Because the appointments are done. The blood has been drawn. Now it's just analysis and waiting. But the fact that they're already talking about implementation timelines—that's the real signal. They're not treating this as a distant possibility.
Sir Harpal mentioned preliminary data was "promising but not exceptional." What does that distinction mean?
It means the first-year results were good enough to keep going, but not so overwhelming that they could skip straight to a nationwide rollout. They needed to see the full two years of data. It's the difference between "this looks like it might work" and "this definitely works."
He also said they can't let "perfection be the enemy of good." Is he pushing for a lower bar?
Not exactly. He's saying that if the results are solid—not perfect, but solid—the NHS should move faster than it has historically. The old pattern was: trial succeeds, then a decade passes before anyone actually uses it. He's arguing that's wasteful when lives are at stake.
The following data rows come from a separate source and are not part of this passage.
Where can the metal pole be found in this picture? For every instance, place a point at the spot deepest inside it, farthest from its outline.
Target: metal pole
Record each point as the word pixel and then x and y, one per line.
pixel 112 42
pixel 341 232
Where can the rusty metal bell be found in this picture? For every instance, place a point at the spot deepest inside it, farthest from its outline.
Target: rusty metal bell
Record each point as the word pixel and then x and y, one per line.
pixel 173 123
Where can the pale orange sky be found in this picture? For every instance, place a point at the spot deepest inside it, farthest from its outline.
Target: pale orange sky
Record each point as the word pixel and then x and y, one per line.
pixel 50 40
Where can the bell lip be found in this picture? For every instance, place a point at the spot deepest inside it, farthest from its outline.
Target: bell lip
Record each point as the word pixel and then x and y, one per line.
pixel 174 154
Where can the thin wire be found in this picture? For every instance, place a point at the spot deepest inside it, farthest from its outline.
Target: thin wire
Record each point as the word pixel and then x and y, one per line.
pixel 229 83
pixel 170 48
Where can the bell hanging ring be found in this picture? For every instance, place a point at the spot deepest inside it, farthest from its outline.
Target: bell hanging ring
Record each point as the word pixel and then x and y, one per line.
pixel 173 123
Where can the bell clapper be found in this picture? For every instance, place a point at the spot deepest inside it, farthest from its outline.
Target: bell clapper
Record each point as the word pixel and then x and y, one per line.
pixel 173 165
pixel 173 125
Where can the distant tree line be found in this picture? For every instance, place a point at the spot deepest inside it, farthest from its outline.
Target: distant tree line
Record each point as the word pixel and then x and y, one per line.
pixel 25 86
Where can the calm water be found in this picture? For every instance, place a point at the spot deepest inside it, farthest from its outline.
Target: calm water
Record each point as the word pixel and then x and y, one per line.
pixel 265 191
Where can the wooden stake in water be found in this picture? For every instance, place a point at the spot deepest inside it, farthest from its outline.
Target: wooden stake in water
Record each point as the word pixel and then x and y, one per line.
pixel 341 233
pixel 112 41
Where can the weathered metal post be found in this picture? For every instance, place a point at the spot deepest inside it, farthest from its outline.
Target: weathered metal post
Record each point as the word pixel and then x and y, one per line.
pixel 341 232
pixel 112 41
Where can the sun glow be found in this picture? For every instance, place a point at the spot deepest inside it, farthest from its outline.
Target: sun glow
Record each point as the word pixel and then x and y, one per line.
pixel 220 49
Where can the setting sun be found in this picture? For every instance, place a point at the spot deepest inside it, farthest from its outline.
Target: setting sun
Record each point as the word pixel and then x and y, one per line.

What makes this different from existing cancer screening?
Existing screening targets specific cancers—mammograms for breast, colonoscopies for colon. This one test looks for signals from 50 different cancers in a single blood draw. It's meant to work alongside the existing programs, not replace them. It's an additional layer.
If it works, how quickly could people actually get access?
That's the open question. Kumar said he hopes it could be implemented "immediately" if results are positive. But "immediately" in NHS terms could still mean months of planning and rollout. Still, the intent is clearly to move faster than the old ten-year lag.